The next day, I felt able to do it. I don't know what was different. It was just a different day I guess. I put two hummingbirds up and it feels ok. One of the mothers from our support group gave us a red sparkly hummingbird with a 'T' on a ribbon around its neck. I love it. So thoughtful. I got the other hummingbird in Arizona when we went to the MISS Conference. I have more ornaments for him which I hope to add soon. I didn't mean to have so many ornaments for him, it's just how it turned out.
I'm inching through this season and doing pretty well, I think. I guess. I don't know. It does make me angry and sad that instead of getting to enjoy Christmas with our 11 month old, I just buy him ornaments that somehow represent him. I feel indescribably sad about that. It's like instead of winning a house in Hawaii, you get a fridge magnet that says I ♥ Hawaii. It's such a stupid comparison because it's so much worse than that - it's my child. One of my children is just not here.
I'm thinking of buying a real tree, a little one just for him. I saw some at the grocery store the other day. We have all these ornaments now. I asked one of my friends if we could plant the tree at their cabin after Christmas. I want to tie one of the ornaments to the top of it so that, as the tree grows, it will rise up up up towards the sky.
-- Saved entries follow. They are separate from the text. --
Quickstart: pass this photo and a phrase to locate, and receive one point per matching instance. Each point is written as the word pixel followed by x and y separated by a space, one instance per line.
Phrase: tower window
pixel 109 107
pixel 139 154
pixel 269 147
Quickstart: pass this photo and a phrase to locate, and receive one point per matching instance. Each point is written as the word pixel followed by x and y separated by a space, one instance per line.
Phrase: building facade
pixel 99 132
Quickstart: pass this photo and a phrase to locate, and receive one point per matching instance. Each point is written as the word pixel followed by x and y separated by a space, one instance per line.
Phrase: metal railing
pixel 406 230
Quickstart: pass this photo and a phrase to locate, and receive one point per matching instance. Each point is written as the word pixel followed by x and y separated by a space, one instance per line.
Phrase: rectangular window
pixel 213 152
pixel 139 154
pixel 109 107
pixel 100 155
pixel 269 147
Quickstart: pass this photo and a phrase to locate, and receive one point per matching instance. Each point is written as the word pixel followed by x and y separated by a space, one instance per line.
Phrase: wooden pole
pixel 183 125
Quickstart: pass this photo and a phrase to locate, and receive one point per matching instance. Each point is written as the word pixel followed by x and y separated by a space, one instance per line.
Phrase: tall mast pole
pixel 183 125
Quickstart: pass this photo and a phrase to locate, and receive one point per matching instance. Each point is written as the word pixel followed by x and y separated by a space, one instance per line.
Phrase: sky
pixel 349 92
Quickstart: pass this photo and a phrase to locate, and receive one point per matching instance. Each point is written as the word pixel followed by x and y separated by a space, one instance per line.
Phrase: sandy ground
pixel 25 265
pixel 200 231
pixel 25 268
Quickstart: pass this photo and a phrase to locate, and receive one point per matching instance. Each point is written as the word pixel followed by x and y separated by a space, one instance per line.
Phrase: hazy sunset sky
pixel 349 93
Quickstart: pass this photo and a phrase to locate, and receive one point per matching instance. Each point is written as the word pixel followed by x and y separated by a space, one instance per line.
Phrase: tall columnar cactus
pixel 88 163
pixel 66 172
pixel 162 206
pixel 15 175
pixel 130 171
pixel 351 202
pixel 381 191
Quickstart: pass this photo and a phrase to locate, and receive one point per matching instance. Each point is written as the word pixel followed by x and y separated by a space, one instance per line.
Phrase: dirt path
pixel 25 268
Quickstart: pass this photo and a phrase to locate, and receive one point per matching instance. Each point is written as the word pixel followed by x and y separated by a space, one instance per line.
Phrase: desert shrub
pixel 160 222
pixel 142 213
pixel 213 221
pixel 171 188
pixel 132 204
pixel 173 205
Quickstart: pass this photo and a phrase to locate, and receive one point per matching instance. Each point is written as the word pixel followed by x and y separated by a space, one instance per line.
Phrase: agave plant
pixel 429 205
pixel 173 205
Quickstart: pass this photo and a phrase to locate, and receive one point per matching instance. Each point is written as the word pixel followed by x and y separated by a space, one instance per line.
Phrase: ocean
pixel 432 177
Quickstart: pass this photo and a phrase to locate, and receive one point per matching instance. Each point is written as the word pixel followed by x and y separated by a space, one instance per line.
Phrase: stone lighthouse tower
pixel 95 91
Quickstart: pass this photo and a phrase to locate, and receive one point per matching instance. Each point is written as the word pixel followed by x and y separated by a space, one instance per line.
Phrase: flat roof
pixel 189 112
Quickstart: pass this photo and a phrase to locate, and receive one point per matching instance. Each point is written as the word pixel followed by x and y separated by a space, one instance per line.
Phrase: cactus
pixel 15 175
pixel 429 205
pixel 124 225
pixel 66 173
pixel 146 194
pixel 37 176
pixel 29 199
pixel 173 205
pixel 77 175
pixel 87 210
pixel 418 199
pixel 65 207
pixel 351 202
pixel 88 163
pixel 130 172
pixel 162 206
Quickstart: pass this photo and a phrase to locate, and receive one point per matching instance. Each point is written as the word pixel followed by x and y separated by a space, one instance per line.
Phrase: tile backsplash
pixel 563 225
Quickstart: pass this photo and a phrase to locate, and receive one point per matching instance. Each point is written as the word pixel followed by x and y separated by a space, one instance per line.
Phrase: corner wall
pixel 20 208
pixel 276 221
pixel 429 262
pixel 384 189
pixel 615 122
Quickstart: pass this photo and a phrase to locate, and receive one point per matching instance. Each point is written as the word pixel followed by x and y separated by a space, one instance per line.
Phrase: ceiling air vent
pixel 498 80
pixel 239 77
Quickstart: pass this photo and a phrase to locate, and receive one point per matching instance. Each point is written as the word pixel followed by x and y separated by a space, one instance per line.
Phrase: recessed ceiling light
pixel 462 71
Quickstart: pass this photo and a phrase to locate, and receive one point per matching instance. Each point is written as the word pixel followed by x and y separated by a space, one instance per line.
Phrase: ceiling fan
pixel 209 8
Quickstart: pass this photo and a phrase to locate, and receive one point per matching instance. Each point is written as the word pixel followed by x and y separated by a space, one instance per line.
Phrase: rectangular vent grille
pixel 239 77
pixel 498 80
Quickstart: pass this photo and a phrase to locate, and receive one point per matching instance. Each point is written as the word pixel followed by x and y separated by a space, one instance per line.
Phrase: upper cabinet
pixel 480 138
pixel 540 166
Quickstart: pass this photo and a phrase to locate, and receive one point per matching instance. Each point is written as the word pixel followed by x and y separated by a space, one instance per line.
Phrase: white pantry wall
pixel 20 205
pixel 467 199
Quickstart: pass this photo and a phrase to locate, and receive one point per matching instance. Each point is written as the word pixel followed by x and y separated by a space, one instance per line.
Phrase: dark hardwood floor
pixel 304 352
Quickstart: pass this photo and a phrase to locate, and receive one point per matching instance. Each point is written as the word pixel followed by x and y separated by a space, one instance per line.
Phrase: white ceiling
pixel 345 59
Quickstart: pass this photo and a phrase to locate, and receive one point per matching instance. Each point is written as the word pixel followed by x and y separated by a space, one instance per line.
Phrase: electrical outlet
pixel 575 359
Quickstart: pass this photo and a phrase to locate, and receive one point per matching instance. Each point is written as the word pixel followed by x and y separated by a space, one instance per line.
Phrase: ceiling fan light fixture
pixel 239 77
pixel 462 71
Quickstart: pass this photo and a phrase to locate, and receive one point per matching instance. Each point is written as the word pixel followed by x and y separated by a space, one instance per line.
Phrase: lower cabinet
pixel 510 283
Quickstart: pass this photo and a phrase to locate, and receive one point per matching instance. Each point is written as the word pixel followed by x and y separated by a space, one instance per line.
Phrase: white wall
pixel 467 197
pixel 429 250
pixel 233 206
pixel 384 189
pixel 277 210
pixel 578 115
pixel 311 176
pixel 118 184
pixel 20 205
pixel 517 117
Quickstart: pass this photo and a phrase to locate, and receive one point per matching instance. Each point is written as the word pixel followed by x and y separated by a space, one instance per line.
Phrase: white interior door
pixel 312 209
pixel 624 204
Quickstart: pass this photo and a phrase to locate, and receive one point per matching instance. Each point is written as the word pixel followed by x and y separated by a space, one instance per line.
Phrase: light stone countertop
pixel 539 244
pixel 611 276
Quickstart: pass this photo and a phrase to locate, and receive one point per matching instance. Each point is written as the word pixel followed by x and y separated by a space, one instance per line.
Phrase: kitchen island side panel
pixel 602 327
Today I was thinking about whether Toren would have been furniture-walking by now. Our daughter started walking at 10½ months so maybe he would have started early too. Or not. It upsets me that I don't know and will never know. He may have only been crawling. He would probably be fascinated by the tree and be pulling at the decorations and getting into major mischief. I would probably be frazzled by it and just want him to leave the tree alone. Today, everything is still and quiet. It's a daycare day for her and I'm just here alone, looking at this tree with lights and decorations. There's no one for me to scold or distract or take care of.